La estación más cercana quedaba en Trapani, a 100 kilómetros. Pavesi siguió caminando y de pronto se le atascaron en la garganta todos los terrores sicilianos: le seguía un hombre envuelto en un capote, con sombrero de ala ancha y fusil al hombro. Pensó en las historias sangrientas que contaban los periódicos sobre los bandoleros sicilianos, recordó los asaltos, los secuestros, las imágenes de policías ahorcados en el árbol de la plaza. Adónde vas así, le preguntó el hombre. Pavesi le contó sus desgracias y el hombre le dijo que le ayudaría, que le diera la bicicleta rota y que lo siguiera. El ciclista deseó que solo pretendiera robarle la bici. Caminaron por una tierra árida, entre olivos esmirriados, hasta una pequeña casa de la que salió una mujer muy morena, de ojos negros, pendientes de oro, melena hasta la cintura, corsé blanco, falda roja y pies desnudos: otra princesa árabe, a los ojos de Pavesi. Mientras el hombre desaparecía con la bici, la mujer le sirvió una sopa, un pedazo de pan y un vaso de vino. Pavesi intentó darle conversación pero no se entendían ni media frase. Pasaron el rato con gestos, señas y sonrisas, hasta que el hombre apareció en la puerta y le hizo gestos para que saliera: le había apañado la horquilla con un pedazo de tubo. Montó a caballo y guio a Pavesi montaña abajo, hasta que vio de nuevo la costa. En Trapani, en el puesto de control, le limpiaron la herida del codo con agua y sal, le pusieron el brazo en cabestrillo y así pedaleó Pavesi, agarrando el manillar con una sola mano, los últimos 90 kilómetros hasta Palermo. Terminó dentro del tiempo máximo. Esa noche los ciclistas se contaron excitados sus aventuras, sus extravíos en los cruces, la ayuda de los nativos, el recelo que enseguida había mutado en diversión, los abuelos que les soltaban largas bienvenidas ininteligibles y los nietos que las traducían con el escaso italiano que habían aprendido en la escuela, la deserción de los franceses, ¿no te has enterado de lo de los franceses?, se han caído varios y han decidido retirarse todos, para protestar por el mal estado de las carreteras, no me jodas, esa panda de pusilánimes depilados con bigotitos de punta, y Florio les ha pedido que por favor no, que anularían los resultados de la primera etapa si hacía falta, pero que por favor siguieran en carrera, y los franceses que no, que ni hablar, que se suben al primer barco que salga hacia Génova.
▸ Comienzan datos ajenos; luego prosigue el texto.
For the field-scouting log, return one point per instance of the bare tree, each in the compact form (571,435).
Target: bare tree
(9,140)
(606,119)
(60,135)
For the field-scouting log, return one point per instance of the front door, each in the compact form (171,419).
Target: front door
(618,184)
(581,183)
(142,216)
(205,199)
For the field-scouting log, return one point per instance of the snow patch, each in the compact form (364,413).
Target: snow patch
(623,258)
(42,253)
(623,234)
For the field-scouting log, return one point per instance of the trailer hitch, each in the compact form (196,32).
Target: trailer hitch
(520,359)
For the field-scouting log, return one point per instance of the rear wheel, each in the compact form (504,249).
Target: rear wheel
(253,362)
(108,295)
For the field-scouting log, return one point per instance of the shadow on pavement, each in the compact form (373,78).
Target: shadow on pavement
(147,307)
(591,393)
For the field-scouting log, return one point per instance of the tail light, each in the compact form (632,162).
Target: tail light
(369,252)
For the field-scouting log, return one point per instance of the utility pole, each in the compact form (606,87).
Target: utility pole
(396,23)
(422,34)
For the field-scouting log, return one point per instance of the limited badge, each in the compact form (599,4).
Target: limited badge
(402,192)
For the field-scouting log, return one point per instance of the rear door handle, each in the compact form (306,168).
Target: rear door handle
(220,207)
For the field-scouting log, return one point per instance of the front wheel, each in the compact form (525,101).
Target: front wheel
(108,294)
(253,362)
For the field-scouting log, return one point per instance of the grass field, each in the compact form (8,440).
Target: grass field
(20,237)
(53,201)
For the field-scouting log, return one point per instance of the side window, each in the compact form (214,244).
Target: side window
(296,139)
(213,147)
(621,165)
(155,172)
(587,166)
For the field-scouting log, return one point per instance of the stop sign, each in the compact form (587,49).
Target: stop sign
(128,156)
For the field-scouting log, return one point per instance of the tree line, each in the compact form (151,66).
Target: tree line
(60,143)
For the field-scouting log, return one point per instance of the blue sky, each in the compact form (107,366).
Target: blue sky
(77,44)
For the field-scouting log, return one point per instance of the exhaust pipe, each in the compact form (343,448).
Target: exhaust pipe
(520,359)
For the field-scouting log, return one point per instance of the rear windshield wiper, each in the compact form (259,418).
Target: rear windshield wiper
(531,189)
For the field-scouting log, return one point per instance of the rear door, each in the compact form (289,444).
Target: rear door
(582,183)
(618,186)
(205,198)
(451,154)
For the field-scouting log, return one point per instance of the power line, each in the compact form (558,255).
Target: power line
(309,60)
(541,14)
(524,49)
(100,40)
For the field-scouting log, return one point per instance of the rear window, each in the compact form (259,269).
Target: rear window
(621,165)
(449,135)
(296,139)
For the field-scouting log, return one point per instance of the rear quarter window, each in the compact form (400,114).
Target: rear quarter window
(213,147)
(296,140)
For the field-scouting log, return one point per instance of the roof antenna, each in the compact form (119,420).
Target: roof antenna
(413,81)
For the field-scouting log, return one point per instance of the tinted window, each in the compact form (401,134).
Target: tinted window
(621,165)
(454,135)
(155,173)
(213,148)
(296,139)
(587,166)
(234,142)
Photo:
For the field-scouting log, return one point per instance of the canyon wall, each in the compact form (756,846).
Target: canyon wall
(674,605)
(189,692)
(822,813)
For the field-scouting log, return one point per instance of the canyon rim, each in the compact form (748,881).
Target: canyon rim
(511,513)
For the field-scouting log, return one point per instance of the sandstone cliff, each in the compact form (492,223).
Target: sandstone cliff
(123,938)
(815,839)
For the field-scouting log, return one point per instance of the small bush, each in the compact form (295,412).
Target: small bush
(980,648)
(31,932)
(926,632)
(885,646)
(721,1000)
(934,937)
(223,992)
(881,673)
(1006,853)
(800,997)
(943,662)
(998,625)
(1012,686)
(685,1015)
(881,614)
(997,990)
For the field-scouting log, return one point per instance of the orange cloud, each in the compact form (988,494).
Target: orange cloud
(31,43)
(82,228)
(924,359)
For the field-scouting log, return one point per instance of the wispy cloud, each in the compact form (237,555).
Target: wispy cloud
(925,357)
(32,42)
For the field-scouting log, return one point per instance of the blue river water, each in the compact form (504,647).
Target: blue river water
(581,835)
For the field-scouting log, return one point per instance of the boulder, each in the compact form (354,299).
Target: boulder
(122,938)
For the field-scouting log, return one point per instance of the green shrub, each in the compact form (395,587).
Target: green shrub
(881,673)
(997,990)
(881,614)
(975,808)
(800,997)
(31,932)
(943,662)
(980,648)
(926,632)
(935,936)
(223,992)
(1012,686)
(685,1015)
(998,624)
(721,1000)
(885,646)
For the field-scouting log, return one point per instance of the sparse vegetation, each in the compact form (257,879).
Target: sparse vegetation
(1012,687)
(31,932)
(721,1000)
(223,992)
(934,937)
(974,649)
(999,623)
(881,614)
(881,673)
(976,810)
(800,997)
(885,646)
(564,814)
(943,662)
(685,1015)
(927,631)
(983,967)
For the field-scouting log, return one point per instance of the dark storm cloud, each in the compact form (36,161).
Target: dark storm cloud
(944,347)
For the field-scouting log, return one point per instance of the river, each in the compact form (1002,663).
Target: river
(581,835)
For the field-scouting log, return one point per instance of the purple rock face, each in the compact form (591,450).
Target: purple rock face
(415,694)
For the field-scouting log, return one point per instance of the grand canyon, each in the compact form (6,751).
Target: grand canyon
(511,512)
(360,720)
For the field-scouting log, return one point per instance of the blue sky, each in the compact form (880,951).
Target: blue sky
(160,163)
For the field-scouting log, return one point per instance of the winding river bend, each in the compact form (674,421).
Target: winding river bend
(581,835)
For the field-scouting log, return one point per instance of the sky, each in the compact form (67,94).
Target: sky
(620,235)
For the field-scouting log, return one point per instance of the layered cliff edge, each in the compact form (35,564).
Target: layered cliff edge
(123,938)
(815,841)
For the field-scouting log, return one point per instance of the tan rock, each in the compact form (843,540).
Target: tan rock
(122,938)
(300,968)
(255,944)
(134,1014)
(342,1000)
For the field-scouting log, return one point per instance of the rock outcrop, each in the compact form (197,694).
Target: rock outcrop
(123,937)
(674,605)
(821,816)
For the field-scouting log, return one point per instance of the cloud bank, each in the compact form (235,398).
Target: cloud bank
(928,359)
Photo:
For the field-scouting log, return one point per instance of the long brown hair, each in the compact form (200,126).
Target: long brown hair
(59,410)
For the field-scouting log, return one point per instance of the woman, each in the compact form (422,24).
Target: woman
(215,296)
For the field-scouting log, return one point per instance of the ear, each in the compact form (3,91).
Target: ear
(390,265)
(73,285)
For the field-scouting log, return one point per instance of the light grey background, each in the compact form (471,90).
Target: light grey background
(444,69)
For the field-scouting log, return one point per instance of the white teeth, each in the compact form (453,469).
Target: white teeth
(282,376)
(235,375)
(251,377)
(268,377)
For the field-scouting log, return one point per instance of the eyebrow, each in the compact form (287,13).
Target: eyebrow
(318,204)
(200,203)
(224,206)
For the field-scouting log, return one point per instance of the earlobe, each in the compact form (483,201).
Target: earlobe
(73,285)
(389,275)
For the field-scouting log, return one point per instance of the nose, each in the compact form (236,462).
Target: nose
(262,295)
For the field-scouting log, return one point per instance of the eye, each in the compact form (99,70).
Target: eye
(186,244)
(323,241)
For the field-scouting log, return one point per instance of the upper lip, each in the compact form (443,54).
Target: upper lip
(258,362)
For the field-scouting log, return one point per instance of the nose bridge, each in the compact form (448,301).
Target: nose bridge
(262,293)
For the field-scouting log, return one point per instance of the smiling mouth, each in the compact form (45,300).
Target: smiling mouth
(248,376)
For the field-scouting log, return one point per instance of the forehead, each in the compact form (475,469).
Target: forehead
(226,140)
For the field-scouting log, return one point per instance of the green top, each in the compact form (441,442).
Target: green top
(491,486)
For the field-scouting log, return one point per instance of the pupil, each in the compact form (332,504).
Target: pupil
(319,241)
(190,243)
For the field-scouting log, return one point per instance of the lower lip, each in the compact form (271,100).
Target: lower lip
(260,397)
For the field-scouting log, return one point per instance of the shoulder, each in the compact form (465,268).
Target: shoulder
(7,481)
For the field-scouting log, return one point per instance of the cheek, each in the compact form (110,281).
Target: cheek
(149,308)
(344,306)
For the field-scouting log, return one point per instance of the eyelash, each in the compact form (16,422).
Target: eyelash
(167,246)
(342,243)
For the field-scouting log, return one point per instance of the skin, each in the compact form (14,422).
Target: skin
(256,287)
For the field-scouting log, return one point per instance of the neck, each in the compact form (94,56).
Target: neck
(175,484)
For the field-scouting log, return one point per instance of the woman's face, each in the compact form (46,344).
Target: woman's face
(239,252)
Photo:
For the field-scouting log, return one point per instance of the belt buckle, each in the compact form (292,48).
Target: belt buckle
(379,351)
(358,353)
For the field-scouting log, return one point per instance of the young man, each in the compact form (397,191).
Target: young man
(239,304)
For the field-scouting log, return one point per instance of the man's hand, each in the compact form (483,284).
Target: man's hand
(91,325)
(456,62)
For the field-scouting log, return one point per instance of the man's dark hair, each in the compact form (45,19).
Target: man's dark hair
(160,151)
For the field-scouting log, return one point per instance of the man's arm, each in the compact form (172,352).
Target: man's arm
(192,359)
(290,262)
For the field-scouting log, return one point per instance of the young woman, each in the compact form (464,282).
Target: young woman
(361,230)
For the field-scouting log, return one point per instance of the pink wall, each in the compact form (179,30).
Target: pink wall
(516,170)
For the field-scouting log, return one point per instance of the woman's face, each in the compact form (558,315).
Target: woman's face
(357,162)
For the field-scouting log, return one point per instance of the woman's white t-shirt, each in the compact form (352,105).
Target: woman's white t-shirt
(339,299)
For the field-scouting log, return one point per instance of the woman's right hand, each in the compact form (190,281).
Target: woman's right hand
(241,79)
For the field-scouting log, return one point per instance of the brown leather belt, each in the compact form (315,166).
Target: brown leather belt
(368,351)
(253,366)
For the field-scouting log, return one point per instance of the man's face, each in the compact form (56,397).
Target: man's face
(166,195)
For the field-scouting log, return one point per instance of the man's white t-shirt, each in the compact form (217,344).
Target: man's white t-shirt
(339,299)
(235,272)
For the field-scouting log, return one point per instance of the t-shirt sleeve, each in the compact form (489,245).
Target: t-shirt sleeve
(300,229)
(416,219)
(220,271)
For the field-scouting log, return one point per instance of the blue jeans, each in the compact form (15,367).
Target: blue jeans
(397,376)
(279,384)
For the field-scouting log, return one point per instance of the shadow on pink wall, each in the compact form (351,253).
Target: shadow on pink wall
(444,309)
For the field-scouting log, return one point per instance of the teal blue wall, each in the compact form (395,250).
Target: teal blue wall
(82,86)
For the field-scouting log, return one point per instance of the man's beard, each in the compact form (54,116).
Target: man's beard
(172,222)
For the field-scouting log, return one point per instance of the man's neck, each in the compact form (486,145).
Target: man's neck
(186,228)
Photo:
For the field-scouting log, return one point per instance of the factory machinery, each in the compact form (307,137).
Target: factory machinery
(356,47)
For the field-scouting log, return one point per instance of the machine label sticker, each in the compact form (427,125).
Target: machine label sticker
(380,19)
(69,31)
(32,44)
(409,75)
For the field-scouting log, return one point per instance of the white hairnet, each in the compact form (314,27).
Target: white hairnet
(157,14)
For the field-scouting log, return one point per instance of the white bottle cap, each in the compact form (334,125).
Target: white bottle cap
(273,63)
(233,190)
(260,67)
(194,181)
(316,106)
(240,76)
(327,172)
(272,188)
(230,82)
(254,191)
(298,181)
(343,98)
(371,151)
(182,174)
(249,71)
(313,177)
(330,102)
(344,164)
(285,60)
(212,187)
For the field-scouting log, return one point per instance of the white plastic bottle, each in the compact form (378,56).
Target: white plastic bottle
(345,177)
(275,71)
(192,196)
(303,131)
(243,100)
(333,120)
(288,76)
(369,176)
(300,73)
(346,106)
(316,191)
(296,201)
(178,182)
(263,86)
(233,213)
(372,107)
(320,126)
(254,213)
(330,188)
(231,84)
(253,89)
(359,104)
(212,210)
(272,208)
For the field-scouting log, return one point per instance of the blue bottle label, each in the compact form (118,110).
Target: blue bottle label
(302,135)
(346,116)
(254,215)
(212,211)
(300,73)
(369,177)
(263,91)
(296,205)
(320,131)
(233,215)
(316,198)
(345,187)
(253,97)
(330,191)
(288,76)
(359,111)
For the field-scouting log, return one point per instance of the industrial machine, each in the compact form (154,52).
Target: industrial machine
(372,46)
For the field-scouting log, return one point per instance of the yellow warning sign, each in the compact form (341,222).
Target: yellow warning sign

Solo 12 ciclistas terminaron el Giro de Sicilia. Primero, Galetti; segundo, Ganna; tercero, Zoffoli. A los 12 les organizaron un recibimiento apoteósico en Palermo, con banda de música, lanzamiento de cohetes y entrega de flores. Los invitaron al teatro para que saludaran desde el palco de honor, los llevaron a cenar al mejor restaurante y les dijeron que no se preocuparan por cargar los trofeos, las medallas, los bronces y las esculturas que habían ganado, que se las mandarían directamente al barco en dos baúles, para que no tuvieran que andar cargándolas. Cuando ya navegaban en alta mar, Ganna abrió uno de los baúles y gritó un juramento que hizo temblar las ventanas.
—Rocas del Etna —anunció.
Tumbó el baúl y desparramó por la cubierta un montón de piedras, la cosecha ciclista meridional.